Re: sql-proplem

Ansgar Seiter wrote:
>
> Hi there,
>
> I have a problem with an sql-task I couldn't surmount om my own.
> So mebbie some of you could help me there :
>
> I have 2 tables :
> TABLE value_table
> group_id number
> weather_id number
> value number
>
> TABLE weather
> weather_id number
> : :
> (rest not important)
>
> Now I want to compute the average of value of table value_table
> grouped by group_id and weather_id. And I want this for every existing
> weather_id in weather. The Problem is, that not every possible
> weather_id will be referenced in value_table and I want a zero to be
> returned as avg(value) for the missing weather_ids for EVERY group_id
> in value_table.
> Using a select statement like :
> SELECT a.group_id, a.weather_id,
> DECODE(AVG(a.value),NULL,0,AVG(a.value))
> FROM value_table a, weather b
> WHERE a.weather_id (+) = b.weather_id
> GROUP BY group_id, a.weather_id
>
> doesn't do it, because it returns only one row per missing weather_id
> and not as many as different group_ids there are, of course. If still
> unclear I can give you a small example :
>
> value_table :
>
> group_id weather_id value
>
> 1 10 5
> 2 10 6
> 1 20 8
> 2 20 9
>
> weather :
>
> weather_id
>
> 10
> 20
> 30
>
> The output from the above statement would be (I hope, I put teh
> statement down correctly, 'cause I had to write it out of my memory)
>
> group_id weather_id value
>
> 1 10 5
> 2 10 6
> 1 20 8
> 2 20 9
> 30 0
>
> what I want is :
>
> 1 10 5
> 2 10 6
> 1 20 8
> 2 20 9
> 1 30 0
> 2 30 0
>
> How do I achieve that ? I hope it's not too trivial ...
>
> thanx in advance
>
> Ansgar
> -
> Ansgar Seiter Group Prof. Ch.

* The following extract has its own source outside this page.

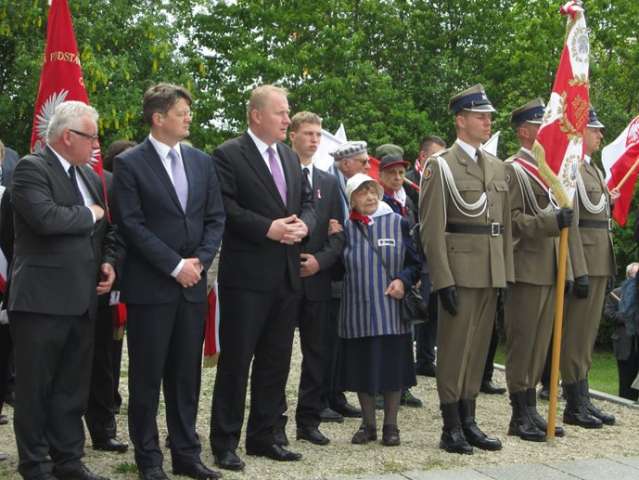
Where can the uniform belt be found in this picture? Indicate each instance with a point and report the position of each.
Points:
(603, 224)
(492, 229)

Schlier
> Department of Physics
> University of Freiburg Phone: +49 761 203-5730
> Hermann-Herder-Str. 3 FAX: +49 761 203-5873
> D-79104 Freiburg i.Br E-Mail: physik.uni-freiburg.de
> Germany
>
> If you want to e-Mail me, please append the above address to
> ansgar.seiter + masterspace

Try:

SELECT a.group_id, a.weather_id,
AVG(NVL(a.value,0))
FROM value_table a, weather b
WHERE a.weather_id (+) = b.weather_id
GROUP BY group_id, a.weather_id

Bob Morrison Received on Fri May 30 1997 - 00:00:00 CEST